Avoir peur de vomir est désagréable mais relativement banal. Chez certaines personnes, toutefois, cette peur devient si intense qu’elle commence à dicter les sorties, les repas ou les déplacements. On parle alors d’émétophobie, une phobie spécifique liée au vomissement.
Une peur qui va bien au-delà du simple dégoût
L’émétophobie peut correspondre à la peur de vomir soi-même, de voir quelqu’un vomir ou même de ressentir des sensations comme la nausée.
La personne peut alors surveiller attentivement son corps et interpréter le moindre inconfort digestif comme le signe qu’elle va être malade.

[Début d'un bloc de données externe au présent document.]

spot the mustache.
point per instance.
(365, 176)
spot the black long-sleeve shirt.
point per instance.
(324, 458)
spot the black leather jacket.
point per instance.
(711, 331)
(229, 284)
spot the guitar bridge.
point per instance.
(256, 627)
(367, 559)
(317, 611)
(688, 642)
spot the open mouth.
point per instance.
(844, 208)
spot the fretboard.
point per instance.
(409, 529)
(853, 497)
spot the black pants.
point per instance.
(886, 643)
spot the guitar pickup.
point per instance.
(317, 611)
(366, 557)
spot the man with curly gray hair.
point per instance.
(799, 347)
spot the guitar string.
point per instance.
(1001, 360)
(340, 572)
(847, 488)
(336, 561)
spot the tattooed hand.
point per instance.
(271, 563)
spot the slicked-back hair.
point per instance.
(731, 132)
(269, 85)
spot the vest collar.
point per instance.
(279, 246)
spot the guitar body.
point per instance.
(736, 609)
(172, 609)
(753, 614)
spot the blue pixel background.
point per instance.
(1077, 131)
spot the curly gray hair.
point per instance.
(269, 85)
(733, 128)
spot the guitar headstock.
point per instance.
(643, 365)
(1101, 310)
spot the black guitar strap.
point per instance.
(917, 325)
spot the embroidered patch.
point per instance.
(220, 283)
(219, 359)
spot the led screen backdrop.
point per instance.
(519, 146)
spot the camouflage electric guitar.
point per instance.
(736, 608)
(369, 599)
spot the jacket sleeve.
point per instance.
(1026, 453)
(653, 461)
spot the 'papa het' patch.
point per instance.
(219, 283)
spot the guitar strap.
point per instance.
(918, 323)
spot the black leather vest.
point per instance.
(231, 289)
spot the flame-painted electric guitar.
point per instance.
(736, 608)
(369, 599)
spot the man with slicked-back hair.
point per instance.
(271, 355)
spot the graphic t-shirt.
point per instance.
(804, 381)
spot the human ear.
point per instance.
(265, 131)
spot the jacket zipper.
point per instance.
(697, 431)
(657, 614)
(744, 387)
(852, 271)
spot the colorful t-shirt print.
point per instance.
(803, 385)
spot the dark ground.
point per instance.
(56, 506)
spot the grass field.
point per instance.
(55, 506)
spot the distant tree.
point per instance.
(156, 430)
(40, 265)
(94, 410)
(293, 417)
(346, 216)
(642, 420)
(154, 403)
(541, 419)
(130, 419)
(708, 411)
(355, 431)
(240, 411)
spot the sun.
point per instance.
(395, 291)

Quand l’évitement prend de plus en plus de place
Pour se rassurer, certaines personnes évitent les restaurants, les transports, les voyages ou certains aliments qu’elles associent au risque de vomir.

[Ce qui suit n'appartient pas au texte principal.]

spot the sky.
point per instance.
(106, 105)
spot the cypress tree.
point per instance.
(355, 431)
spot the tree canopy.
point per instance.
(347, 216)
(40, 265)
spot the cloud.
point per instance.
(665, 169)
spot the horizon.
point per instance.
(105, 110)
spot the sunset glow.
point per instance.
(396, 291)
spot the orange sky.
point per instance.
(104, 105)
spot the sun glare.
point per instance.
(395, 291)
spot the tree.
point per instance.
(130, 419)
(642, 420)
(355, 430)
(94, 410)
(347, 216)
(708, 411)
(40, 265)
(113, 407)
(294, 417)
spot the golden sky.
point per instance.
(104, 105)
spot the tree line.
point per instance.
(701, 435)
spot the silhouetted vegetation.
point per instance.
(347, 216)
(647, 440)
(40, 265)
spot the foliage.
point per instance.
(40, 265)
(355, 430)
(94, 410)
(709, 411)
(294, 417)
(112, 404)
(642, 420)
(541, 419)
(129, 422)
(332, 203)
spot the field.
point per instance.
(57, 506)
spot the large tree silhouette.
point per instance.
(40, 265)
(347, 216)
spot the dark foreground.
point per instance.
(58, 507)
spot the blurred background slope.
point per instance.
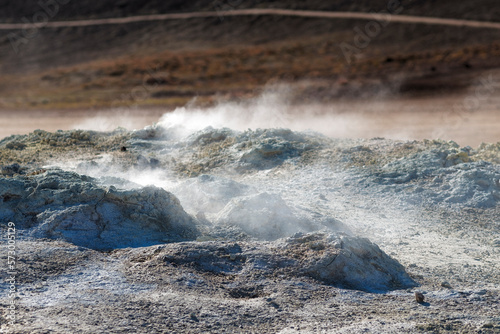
(169, 62)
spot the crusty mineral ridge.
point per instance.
(73, 207)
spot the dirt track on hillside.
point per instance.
(384, 17)
(411, 119)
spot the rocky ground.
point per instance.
(169, 229)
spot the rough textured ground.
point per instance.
(431, 205)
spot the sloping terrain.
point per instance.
(281, 220)
(170, 62)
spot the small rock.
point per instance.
(194, 317)
(446, 285)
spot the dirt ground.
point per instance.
(404, 118)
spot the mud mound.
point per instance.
(333, 259)
(72, 207)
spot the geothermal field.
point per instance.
(237, 167)
(215, 230)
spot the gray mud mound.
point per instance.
(333, 259)
(264, 216)
(72, 207)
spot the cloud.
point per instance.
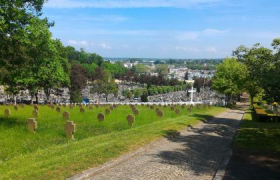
(105, 46)
(214, 31)
(184, 36)
(88, 45)
(211, 50)
(186, 49)
(128, 3)
(78, 43)
(193, 35)
(105, 18)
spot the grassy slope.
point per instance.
(256, 135)
(62, 159)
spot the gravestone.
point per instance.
(7, 112)
(35, 113)
(70, 129)
(130, 119)
(36, 107)
(100, 117)
(31, 125)
(66, 115)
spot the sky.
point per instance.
(164, 28)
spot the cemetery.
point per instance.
(46, 136)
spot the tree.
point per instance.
(161, 69)
(15, 16)
(229, 78)
(78, 82)
(263, 70)
(104, 85)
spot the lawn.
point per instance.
(261, 136)
(48, 154)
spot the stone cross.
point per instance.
(31, 125)
(70, 129)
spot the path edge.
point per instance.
(225, 161)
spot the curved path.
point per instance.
(194, 154)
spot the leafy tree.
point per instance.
(78, 82)
(162, 69)
(104, 85)
(229, 78)
(186, 77)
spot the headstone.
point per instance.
(66, 115)
(130, 119)
(70, 129)
(31, 125)
(7, 112)
(100, 117)
(35, 113)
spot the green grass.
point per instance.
(261, 136)
(48, 154)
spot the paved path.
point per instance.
(195, 154)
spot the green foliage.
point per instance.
(78, 82)
(55, 157)
(254, 135)
(263, 69)
(104, 85)
(229, 78)
(115, 69)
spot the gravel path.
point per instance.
(194, 154)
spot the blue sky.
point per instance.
(164, 28)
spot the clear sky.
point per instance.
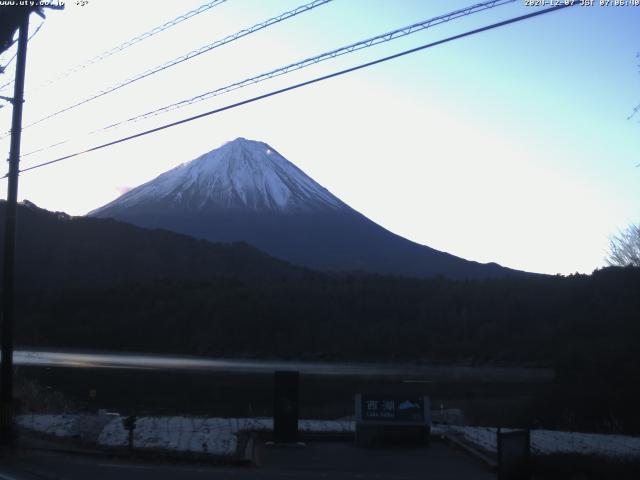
(510, 146)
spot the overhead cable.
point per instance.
(303, 84)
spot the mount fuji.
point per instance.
(246, 191)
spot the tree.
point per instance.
(624, 248)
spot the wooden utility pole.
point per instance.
(6, 330)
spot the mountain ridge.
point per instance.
(281, 211)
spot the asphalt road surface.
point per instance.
(326, 460)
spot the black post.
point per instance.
(6, 368)
(285, 406)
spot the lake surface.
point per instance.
(101, 360)
(176, 385)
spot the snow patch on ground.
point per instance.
(544, 442)
(213, 436)
(219, 436)
(56, 425)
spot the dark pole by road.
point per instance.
(6, 331)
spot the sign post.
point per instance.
(395, 418)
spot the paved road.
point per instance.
(339, 461)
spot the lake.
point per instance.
(163, 384)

Ces précautions procurent un soulagement immédiat, mais peuvent progressivement renforcer la peur et réduire fortement la liberté au quotidien. Dans certains cas, l’alimentation elle-même peut devenir très restrictive.
Pourquoi cette peur persiste-t-elle ?
Comme dans d’autres phobies, éviter systématiquement ce qui fait peur empêche souvent de constater que la situation redoutée peut être tolérée.

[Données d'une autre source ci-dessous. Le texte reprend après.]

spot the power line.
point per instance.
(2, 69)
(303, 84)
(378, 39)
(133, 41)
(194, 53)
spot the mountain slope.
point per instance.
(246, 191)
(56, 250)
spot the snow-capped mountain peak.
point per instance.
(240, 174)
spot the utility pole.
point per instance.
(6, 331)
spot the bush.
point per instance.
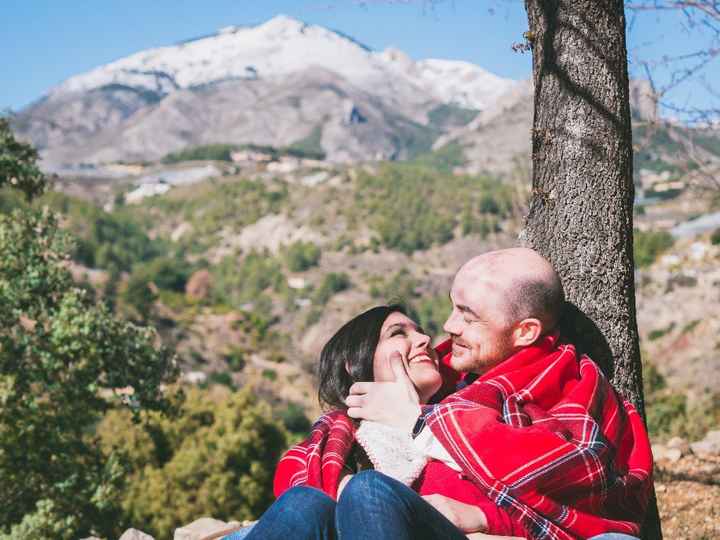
(669, 413)
(61, 359)
(239, 282)
(648, 246)
(217, 458)
(413, 207)
(210, 152)
(211, 207)
(301, 256)
(715, 237)
(294, 419)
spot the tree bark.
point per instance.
(580, 214)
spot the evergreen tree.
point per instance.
(63, 361)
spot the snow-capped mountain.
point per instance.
(280, 83)
(283, 46)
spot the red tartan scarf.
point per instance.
(543, 434)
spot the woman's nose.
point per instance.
(421, 340)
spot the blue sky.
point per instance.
(46, 41)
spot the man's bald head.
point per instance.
(526, 282)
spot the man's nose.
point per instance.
(421, 340)
(451, 325)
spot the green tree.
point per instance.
(61, 359)
(301, 256)
(18, 163)
(217, 458)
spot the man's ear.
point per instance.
(527, 332)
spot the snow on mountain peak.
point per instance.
(283, 45)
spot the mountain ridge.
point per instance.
(257, 85)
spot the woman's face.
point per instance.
(399, 333)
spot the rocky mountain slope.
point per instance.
(278, 83)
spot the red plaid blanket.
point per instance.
(543, 434)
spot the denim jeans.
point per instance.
(613, 536)
(372, 507)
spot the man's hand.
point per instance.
(394, 404)
(483, 536)
(466, 517)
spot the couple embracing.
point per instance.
(501, 431)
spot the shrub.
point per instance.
(217, 459)
(660, 332)
(61, 358)
(212, 152)
(715, 237)
(301, 256)
(331, 284)
(413, 207)
(294, 419)
(238, 282)
(649, 245)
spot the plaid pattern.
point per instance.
(543, 435)
(319, 460)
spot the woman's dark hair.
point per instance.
(352, 346)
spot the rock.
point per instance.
(206, 529)
(679, 443)
(663, 453)
(198, 286)
(709, 446)
(134, 534)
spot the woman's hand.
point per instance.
(395, 404)
(466, 517)
(483, 536)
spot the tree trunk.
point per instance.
(581, 209)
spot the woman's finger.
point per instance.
(361, 388)
(355, 401)
(399, 370)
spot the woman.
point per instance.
(365, 349)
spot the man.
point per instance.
(538, 428)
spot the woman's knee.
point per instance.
(308, 498)
(370, 486)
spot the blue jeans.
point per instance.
(372, 507)
(613, 536)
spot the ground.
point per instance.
(688, 493)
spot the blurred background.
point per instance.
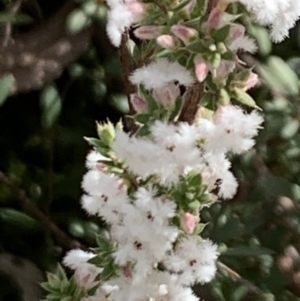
(58, 76)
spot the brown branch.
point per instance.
(41, 55)
(35, 212)
(127, 68)
(191, 102)
(195, 92)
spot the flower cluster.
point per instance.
(149, 185)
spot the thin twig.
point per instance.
(8, 27)
(195, 92)
(127, 68)
(191, 102)
(31, 208)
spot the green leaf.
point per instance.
(143, 131)
(196, 47)
(6, 84)
(18, 219)
(50, 103)
(77, 21)
(142, 118)
(181, 5)
(244, 98)
(221, 34)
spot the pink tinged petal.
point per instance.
(127, 272)
(166, 41)
(225, 68)
(139, 104)
(185, 34)
(136, 7)
(167, 95)
(148, 32)
(236, 31)
(214, 19)
(251, 81)
(201, 69)
(189, 222)
(190, 6)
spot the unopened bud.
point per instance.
(185, 34)
(189, 222)
(201, 68)
(148, 32)
(139, 104)
(166, 41)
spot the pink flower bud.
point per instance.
(224, 69)
(185, 34)
(139, 104)
(214, 19)
(189, 222)
(189, 8)
(167, 95)
(251, 81)
(166, 41)
(201, 68)
(136, 8)
(148, 32)
(236, 31)
(127, 272)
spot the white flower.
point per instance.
(280, 15)
(121, 15)
(85, 272)
(199, 258)
(160, 73)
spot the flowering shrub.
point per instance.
(192, 112)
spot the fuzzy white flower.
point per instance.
(160, 73)
(121, 15)
(85, 272)
(280, 15)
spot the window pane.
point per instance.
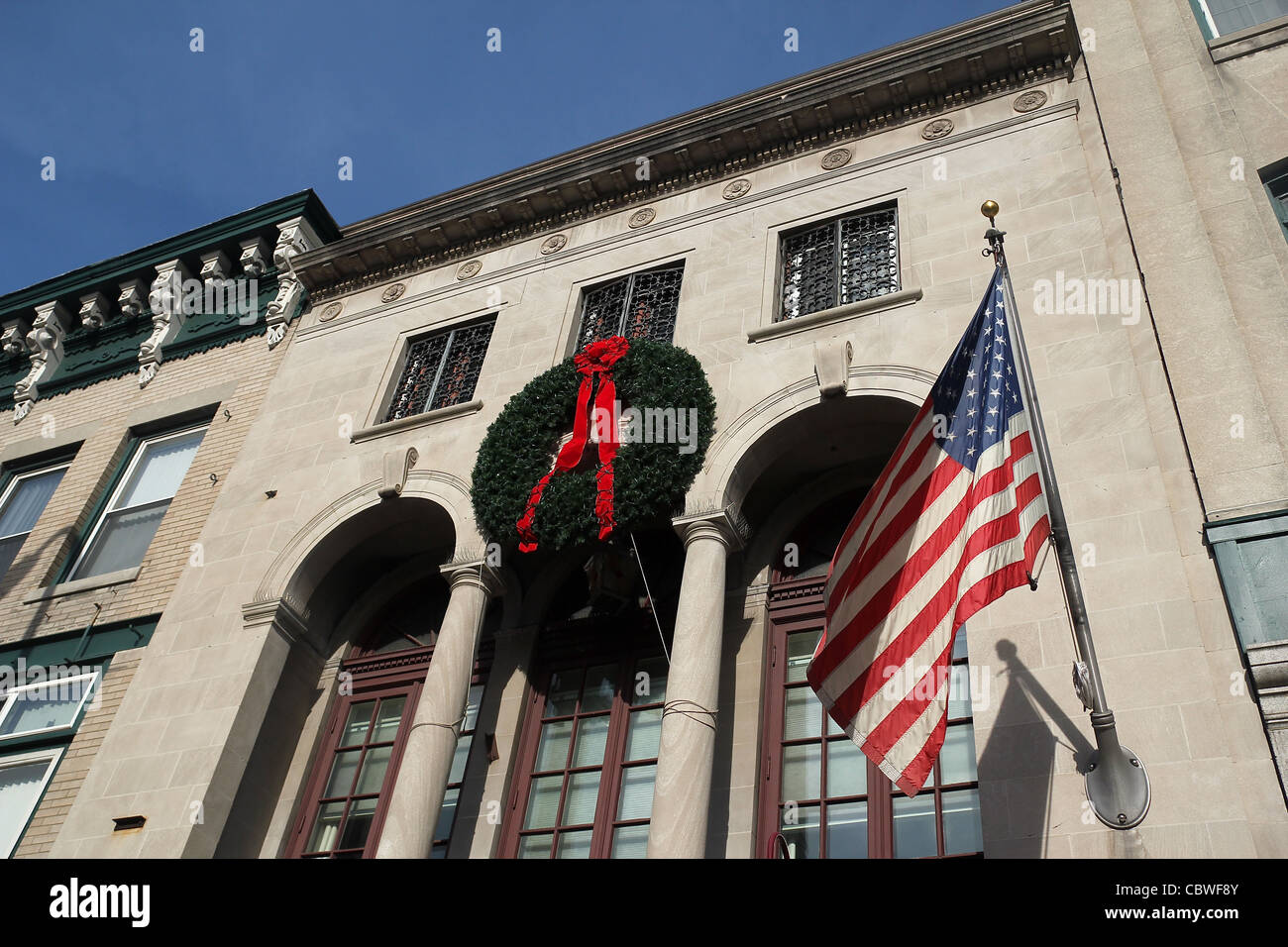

L’anxiété peut également provoquer des sensations physiques, notamment des nausées, qui viennent à leur tour alimenter la peur : « je me sens malade, donc je vais peut-être vomir ».
Peut-on traiter l’émétophobie ?
Oui. Lorsque la peur perturbe réellement la vie quotidienne, les thérapies cognitivo-comportementales et les approches reposant sur une exposition progressive font partie des traitements utilisés pour les phobies spécifiques.
À retenir : l’émétophobie n’est pas simplement le fait de ne pas aimer vomir. Lorsqu’elle conduit à organiser sa vie autour de l’évitement, elle peut devenir très handicapante — mais des prises en charge existent.